Hi Manzanita2 -
Welcome to the forum! Sorry you're here - but glad you found us. The others have shared really good info. Please spend some time reading through the New to Lyme? thread at the top of the page - this will help orient you to the Lyme world, what symptoms might be associated and explanations for why the testing is so unreliable and what you might consider for next steps.
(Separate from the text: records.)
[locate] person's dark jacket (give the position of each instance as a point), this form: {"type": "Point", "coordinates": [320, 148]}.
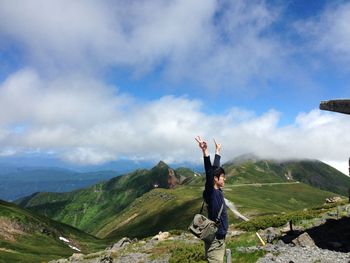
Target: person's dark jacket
{"type": "Point", "coordinates": [215, 197]}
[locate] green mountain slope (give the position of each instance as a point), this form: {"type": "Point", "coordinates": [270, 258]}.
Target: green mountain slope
{"type": "Point", "coordinates": [101, 209]}
{"type": "Point", "coordinates": [27, 237]}
{"type": "Point", "coordinates": [89, 209]}
{"type": "Point", "coordinates": [169, 209]}
{"type": "Point", "coordinates": [311, 172]}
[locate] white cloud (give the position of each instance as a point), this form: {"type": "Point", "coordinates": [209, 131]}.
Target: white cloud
{"type": "Point", "coordinates": [83, 121]}
{"type": "Point", "coordinates": [215, 43]}
{"type": "Point", "coordinates": [329, 32]}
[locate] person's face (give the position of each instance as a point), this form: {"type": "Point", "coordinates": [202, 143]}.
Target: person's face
{"type": "Point", "coordinates": [220, 182]}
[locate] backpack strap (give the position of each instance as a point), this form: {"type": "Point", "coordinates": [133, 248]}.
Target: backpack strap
{"type": "Point", "coordinates": [219, 214]}
{"type": "Point", "coordinates": [202, 208]}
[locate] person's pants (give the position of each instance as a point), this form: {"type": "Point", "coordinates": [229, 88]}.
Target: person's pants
{"type": "Point", "coordinates": [215, 251]}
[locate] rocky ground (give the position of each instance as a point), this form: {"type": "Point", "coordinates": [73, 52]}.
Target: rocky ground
{"type": "Point", "coordinates": [320, 240]}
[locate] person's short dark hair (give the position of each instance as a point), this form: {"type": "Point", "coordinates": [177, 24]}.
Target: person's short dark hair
{"type": "Point", "coordinates": [218, 171]}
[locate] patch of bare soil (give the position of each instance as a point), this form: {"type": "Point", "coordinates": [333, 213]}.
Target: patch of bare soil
{"type": "Point", "coordinates": [9, 229]}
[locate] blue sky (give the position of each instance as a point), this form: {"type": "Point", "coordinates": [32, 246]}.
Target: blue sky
{"type": "Point", "coordinates": [90, 82]}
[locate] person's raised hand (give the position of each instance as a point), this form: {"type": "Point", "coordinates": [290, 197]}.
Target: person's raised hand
{"type": "Point", "coordinates": [217, 147]}
{"type": "Point", "coordinates": [202, 144]}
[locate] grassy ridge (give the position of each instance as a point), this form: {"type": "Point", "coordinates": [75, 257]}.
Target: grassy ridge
{"type": "Point", "coordinates": [28, 237]}
{"type": "Point", "coordinates": [101, 209]}
{"type": "Point", "coordinates": [168, 209]}
{"type": "Point", "coordinates": [89, 208]}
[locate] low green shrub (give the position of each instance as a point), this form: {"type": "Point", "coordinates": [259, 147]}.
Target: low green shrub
{"type": "Point", "coordinates": [264, 222]}
{"type": "Point", "coordinates": [187, 253]}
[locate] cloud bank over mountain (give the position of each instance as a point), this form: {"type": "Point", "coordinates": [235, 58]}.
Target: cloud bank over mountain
{"type": "Point", "coordinates": [56, 96]}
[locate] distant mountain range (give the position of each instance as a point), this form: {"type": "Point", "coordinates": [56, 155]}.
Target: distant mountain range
{"type": "Point", "coordinates": [16, 182]}
{"type": "Point", "coordinates": [143, 202]}
{"type": "Point", "coordinates": [99, 209]}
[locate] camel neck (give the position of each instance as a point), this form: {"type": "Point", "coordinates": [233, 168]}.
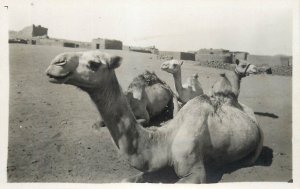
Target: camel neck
{"type": "Point", "coordinates": [178, 82]}
{"type": "Point", "coordinates": [119, 119]}
{"type": "Point", "coordinates": [236, 84]}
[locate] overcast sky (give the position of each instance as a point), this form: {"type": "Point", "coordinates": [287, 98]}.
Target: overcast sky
{"type": "Point", "coordinates": [259, 27]}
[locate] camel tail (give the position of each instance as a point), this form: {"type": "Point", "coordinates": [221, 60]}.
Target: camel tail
{"type": "Point", "coordinates": [252, 159]}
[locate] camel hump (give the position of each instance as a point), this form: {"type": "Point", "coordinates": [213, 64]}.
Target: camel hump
{"type": "Point", "coordinates": [145, 79]}
{"type": "Point", "coordinates": [222, 74]}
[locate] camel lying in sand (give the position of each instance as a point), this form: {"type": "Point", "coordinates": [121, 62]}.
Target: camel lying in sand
{"type": "Point", "coordinates": [202, 131]}
{"type": "Point", "coordinates": [231, 82]}
{"type": "Point", "coordinates": [148, 97]}
{"type": "Point", "coordinates": [190, 89]}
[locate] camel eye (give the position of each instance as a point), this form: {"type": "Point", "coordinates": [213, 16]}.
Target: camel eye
{"type": "Point", "coordinates": [94, 65]}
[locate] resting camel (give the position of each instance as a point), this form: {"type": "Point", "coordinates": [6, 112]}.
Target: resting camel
{"type": "Point", "coordinates": [202, 133]}
{"type": "Point", "coordinates": [231, 82]}
{"type": "Point", "coordinates": [148, 96]}
{"type": "Point", "coordinates": [190, 89]}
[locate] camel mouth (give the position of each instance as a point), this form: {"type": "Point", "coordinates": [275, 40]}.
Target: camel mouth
{"type": "Point", "coordinates": [58, 78]}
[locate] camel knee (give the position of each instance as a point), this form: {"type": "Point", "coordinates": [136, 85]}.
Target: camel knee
{"type": "Point", "coordinates": [194, 178]}
{"type": "Point", "coordinates": [139, 178]}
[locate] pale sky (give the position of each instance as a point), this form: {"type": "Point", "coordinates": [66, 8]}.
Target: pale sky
{"type": "Point", "coordinates": [258, 27]}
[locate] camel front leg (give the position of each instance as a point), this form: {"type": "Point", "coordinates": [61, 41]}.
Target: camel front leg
{"type": "Point", "coordinates": [197, 175]}
{"type": "Point", "coordinates": [175, 105]}
{"type": "Point", "coordinates": [139, 178]}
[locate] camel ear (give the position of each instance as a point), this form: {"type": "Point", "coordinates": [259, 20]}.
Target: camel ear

Also - in response to the history and symptomology you shared - here are a few thoughts:
Please call your MDs and ask for copies of your ELISA and Western Blot tests to be sent to you. There may be good info in them that can help answer some questions. Please share them when you get them.
The testing methodology is controlled by the CDC, but it was developed strictly for disease surveillance purposes, not for diagnosis. A "positive" result requires a minimum number of specific bands but the tests are 50% unreliable. The Lyme microbe has the ability to disable the immune response but the tests are serology tests so they rely 100% on a highly functioning immune system.
Most people with the Lyme microbe can't produce a reliable immune response for an accurate test result and even if they could, it's ridiculous to be required to meet such stringent requirements for band reactions.
Unfortunately, this creates a lot of problems for the patient because many--most MDs don't understand the correct way to test or interpret the results to get the best results and only a Lyme specialist can truly develop a clinical evaluation for you.
Part of an accurate clinical diagnosis will consider your exposure to ticks or an endemic area for Lyme and symptomology. Most MDs will tell you "there's no Lyme in AR!" but there IS. Traveler, one of our Moderators is from AR and can verify Lyme is in AR. A specialist knows that most people don't produce the Erythema Migrans (EM) or bulls eye rash and that your symptoms could very well suggest Lyme & coinfections.
Also, fibromyalgia, while a recognition of very real and horrible symptoms, is just a name for those symptoms. For decades, these symptoms were ignored and the victims of them ridiculed (mostly women) but once Big Pharma was able to develop drugs to address the symptoms, "fibro" became real.
That's great... but the system now completely fails the patient by not investigating the cause of fibro. The body doesn't just start acting up like it does to create these symptoms for no reason and the longer the symptoms are masked while the underlying infection continues to damage the body, the larger the problem grows. Most Lyme pts on this forum were also told we have fibro. The fibro symptoms are generally caused by an underlying infection, and for us that's Lyme & Co.
Please email one of our top mods Traveler
for a specific list of Lyme specialists in your area to consider. I'm also a mod but not around as consistently but will help however I can.
Here are a few more resources Traveler likes to share:
You can go to The Lyme Disease Association and search for LLMD's 3 times in a month. You have to register first. Here is the link:www.lymediseaseassociation.org/index.php?option=com_content&view=article&id=277&Itemid=74
You can email the Tick-Borne Disease Alliance at: email@example.com
ILADS has their own referral system as well:ilads.org/ilads_media/physician-referral/
You will want to find an ILADS trained doctor, as ID Docs (Infectious Disease Doctors) as well as many others, believe Lyme is hard to catch and easy to treat, and don't believe in the reality of chronic Lyme. Go to the ILADS site to read the new (2014) Treatment guidelines to get you started on your healing journey: www.ilads.org/lyme/treatment-guideline.php
Please don't hesitate to ask any questions that come up!